Jakimi środkami operuje George to pewnie wie tylko sam George i jego księgowy. Albo tylko księgowy:
https://dorksideoftheforce.com/2021/03/12/george-lucas-disney-acquisition-10-billion/

Ale umówmy się, że chyba nie ma takiej możliwości żeby Di$ney odsprzedał SW. To byłaby taka wtopa wizerunkowa, że prędzej będą stawać na rzęsach niż się przyznają do tego typu porażki. Co gwarantuje kolejne, być może coraz słabsze i głupsze odsłony aż do przejścia w stan zombie.

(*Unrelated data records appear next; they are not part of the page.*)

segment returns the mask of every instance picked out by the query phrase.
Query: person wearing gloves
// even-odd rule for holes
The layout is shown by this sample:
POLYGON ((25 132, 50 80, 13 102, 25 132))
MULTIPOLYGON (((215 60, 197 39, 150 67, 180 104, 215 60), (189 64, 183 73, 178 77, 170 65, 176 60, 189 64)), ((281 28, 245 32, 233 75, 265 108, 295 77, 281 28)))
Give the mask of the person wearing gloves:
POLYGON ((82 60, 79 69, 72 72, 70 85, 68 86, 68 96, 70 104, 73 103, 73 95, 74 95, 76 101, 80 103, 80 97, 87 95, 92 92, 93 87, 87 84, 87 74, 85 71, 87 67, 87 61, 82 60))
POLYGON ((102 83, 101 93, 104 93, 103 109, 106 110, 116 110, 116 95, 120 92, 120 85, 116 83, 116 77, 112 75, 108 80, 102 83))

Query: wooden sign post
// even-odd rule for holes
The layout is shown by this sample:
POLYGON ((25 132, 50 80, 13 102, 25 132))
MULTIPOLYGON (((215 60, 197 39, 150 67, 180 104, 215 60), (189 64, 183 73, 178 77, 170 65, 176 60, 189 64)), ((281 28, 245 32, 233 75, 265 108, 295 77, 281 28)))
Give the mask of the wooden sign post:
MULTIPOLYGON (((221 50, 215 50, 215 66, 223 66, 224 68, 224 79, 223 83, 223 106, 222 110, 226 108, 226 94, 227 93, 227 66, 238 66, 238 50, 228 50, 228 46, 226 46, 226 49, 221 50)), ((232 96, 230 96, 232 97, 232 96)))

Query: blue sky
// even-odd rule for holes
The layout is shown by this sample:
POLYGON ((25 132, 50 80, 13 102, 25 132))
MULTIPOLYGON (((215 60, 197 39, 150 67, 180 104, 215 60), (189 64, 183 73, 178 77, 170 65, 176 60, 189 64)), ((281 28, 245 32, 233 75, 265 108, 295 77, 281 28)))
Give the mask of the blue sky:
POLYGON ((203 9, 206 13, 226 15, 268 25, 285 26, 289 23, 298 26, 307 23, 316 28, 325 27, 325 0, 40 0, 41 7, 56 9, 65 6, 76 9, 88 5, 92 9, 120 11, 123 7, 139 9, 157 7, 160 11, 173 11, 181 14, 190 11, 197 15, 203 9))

Wręcz przeciwnie, słychać spekulacje, że mogą to rozważać bo potrzebują hajsiwa. (Oczywiście nie Lucasowi, bo po co mu by to było XD) Niemniej zgadzam się, żeby to wizerunkowo obronić musieliby rozkminić zdecydowanie lepsza historyjkę niż to co nam serwują pod szyldem SW.

Offline death_bird

Odp: Uniwersum "Star Wars". Filmy, seriale, Stary i Nowy Kanon
« Odpowiedź #1289 dnia: So, 10 Czerwiec 2023, 00:17:29 »
To dla samej przekory i ćwiczenia giętkości klawiatury: a komu Mysza miałaby to sprzedać jeżeli nie Lucasowi?
Bezos? On ma na razie na głowie wtopę za miliard w postaci parodii LotR. Musk? Chyba jednak inny zakres zainteresowań. Innemu koncernowi? Kto mógłby to chcieć? Comcast? Warner Brothers? Mówimy tutaj o przejęciu za minimum kilka miliardów marki, która od paru lat zalicza zjazd jakościowy i finansowo tez kuleje - https://www.forbes.com/sites/suzannerowankelleher/2023/05/19/disney-closing-star-wars-hotel/?sh=71e08d7c1288

To kto tu jeszcze zostaje? Japończycy? Chińczycy? To równie dobrze mogliby chyba odsprzedać Georgowi.
A po co to jemu? A co takiemu miliarderowi może chodzić po głowie:
1. Może chcieć odzyskać swoje dziecko, bo nie podoba mu się to co się z nim dzieje.
2. Może chcieć pokazać sobie i światu, że jest w stanie odebrać jedną z największych popkulturowych marek jednemu z największych konglomeratów na świecie.
3. Może chcieć zrobić jeszcze jakiś film po to tylko żeby coś sobie udowodnić (bo może w szufladzie ma już spisany scenariusz swojego filmowego "testamentu").

Jak się ma taką kasę na koncie to powody dla tego typu ruchu mogą być mniej czy bardziej abstrakcyjne.
Jeżeli zakładać, że Di$ney będzie chciał sprzedać SW to dla mnie Lucas jest jedną z bardziej prawdopodobnych opcji w kontekście nabywcy. On przynajmniej mógłby mieć powód dla którego brałby sobie na plecy i ratowałby podupadającego giganta.
Ale na dzisiaj byłbym zdziwiony gdyby D. w najbliższym czasie sprzedał. To chyba jeszcze nie ten etap. Wartość papieru jeszcze nie tąpnęła aż tak bardzo i konsekwentnie żeby trzeba było wyprzedawać srebra rodowe. Nawet jeżeli te są już nieco zaśniedziałe.
"Właśnie załatwiliśmy Avengers i to bez kiwnięcia palcem".